Dwaj nastolatkowie ułożyli na torach kolejowych w Lublinie barykadę. Na torowisku usypali górkę z kamieni i butelek, a pod szyny wcisnęli petardy. W czasie przejazdu lokomotywy umieszczony na jej przedzie zgarniacz usunął z torów butelki i kamienie, jednak petarda umieszczona w złączeniach szyn wybuchła. Na szczęście nikt nie został ranny. Na miejscu mundurowi znaleźli dwa opakowania materiałów pirotechnicznych.
Funkcjonariusze Straży Ochrony Kolei zatrzymali 14-latka z Lublina i jego 15-letniego kolegę, który przyjechał na wakacje z Malborka. Zostali oni przekazani policjantom. – Prowadzimy w tej sprawie czynności sprawdzające.

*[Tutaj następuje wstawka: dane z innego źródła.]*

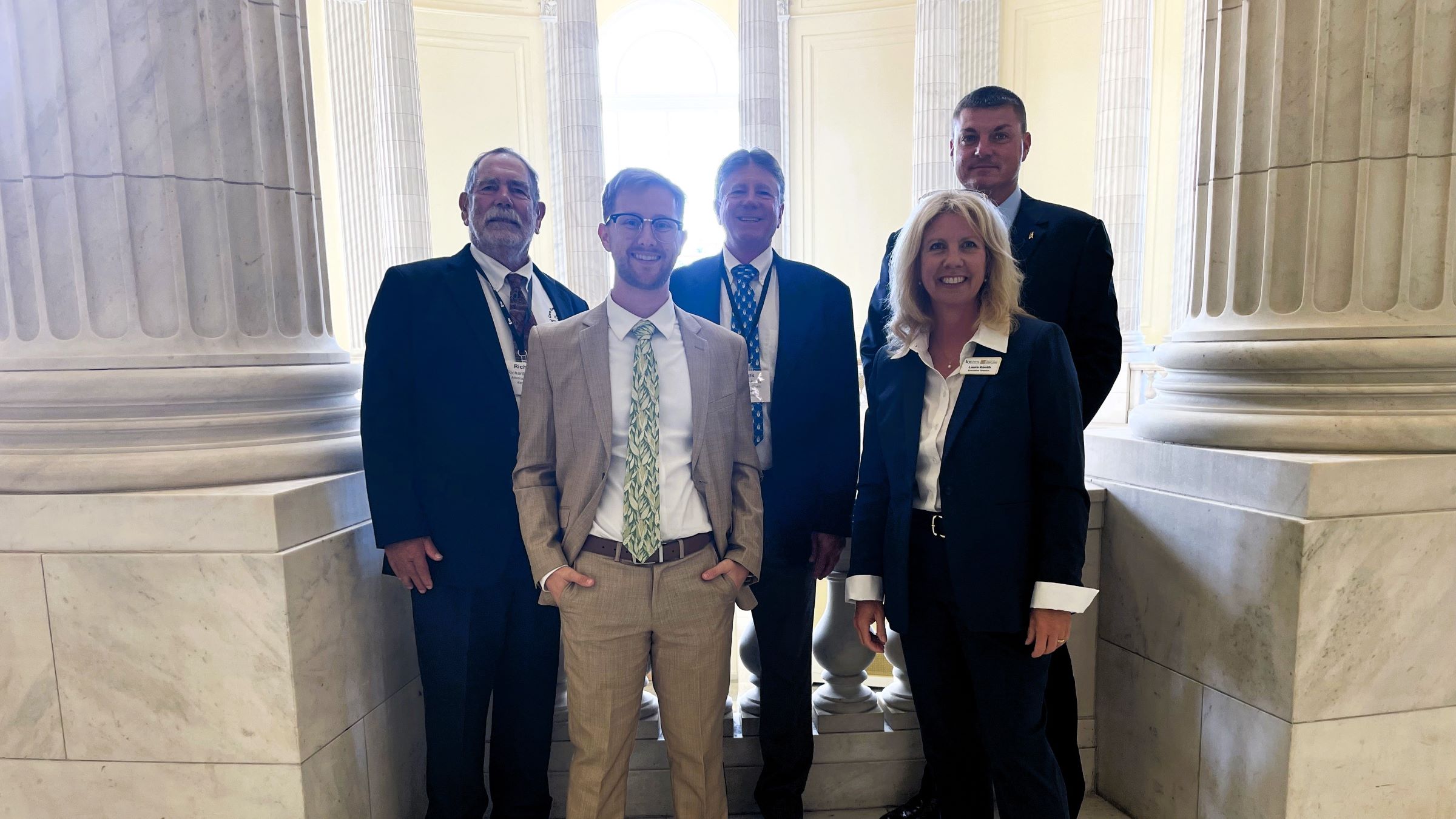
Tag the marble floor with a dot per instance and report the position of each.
(1094, 807)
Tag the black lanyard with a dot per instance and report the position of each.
(763, 299)
(519, 339)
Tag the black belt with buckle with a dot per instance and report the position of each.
(932, 522)
(670, 551)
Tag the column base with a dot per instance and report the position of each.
(161, 429)
(1266, 632)
(1307, 396)
(229, 653)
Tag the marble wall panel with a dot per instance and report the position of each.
(30, 703)
(335, 780)
(395, 736)
(37, 789)
(350, 630)
(1209, 591)
(1148, 736)
(174, 658)
(1244, 769)
(1367, 617)
(1384, 766)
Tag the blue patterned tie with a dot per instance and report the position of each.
(744, 308)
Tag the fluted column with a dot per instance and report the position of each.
(380, 146)
(1324, 292)
(581, 164)
(937, 89)
(980, 44)
(1185, 219)
(1123, 123)
(164, 305)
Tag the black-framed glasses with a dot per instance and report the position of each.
(631, 222)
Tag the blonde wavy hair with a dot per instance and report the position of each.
(911, 312)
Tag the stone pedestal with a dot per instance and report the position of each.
(229, 653)
(1273, 633)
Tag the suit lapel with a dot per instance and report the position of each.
(463, 281)
(972, 388)
(795, 321)
(595, 339)
(699, 378)
(1028, 229)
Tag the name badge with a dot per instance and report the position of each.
(988, 366)
(761, 386)
(517, 376)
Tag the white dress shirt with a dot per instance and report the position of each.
(768, 331)
(941, 394)
(493, 280)
(683, 509)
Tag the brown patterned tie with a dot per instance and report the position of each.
(522, 317)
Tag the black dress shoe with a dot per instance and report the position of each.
(918, 807)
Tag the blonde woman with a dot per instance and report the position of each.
(972, 512)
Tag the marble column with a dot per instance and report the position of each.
(1323, 312)
(380, 146)
(1188, 120)
(579, 129)
(1123, 124)
(164, 305)
(980, 44)
(938, 75)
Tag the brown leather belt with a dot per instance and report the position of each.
(670, 551)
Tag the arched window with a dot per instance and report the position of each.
(670, 103)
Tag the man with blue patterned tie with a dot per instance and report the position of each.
(638, 494)
(800, 330)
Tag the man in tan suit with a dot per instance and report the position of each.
(638, 493)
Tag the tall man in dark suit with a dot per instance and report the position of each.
(1068, 261)
(800, 328)
(443, 372)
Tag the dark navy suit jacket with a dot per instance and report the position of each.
(439, 420)
(814, 407)
(1068, 261)
(1013, 494)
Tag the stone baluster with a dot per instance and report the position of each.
(1123, 126)
(843, 703)
(1323, 314)
(579, 130)
(938, 73)
(164, 303)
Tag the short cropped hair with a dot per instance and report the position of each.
(530, 172)
(743, 158)
(992, 96)
(632, 178)
(911, 315)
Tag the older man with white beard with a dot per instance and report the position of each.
(443, 372)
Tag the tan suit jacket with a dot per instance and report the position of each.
(565, 445)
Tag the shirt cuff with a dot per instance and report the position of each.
(864, 588)
(550, 573)
(1062, 596)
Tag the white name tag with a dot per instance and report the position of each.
(517, 376)
(980, 366)
(761, 386)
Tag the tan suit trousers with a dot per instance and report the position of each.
(666, 617)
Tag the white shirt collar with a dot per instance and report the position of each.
(496, 271)
(992, 337)
(622, 320)
(761, 264)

Ustalamy, czy to, co zrobili mogło spowodować zagrożenie dla ruchu pociągów i podróżnych – mówi „Rz" kom. Renata Laszczka-Rusek z lubelskiej policji.
To nie jedyny przypadek, gdy dzieci ułożyły przeszkody na torach. W połowie lipca sokiści zatrzymali w Czechowicach-Dziedzicach sześcioro dzieci w wieku 9–16 lat. Ustawiły one na torach betonową przeszkodę i grube konary. Jak twierdzą kolejarze, mogły wykoleić pociąg. Na szczęście maszynista zauważył tę barykadę.
Niebezpieczne zabawy na torach
Tylko w ciągu siedmiu miesięcy tego roku Straż Ochrony Kolei odnotowała aż 190 przypadków ułożenia przeszkód na torach. Co piąty sprawca został ujęty na gorącym uczynku, niemal każdy nie miał jeszcze 17 lat.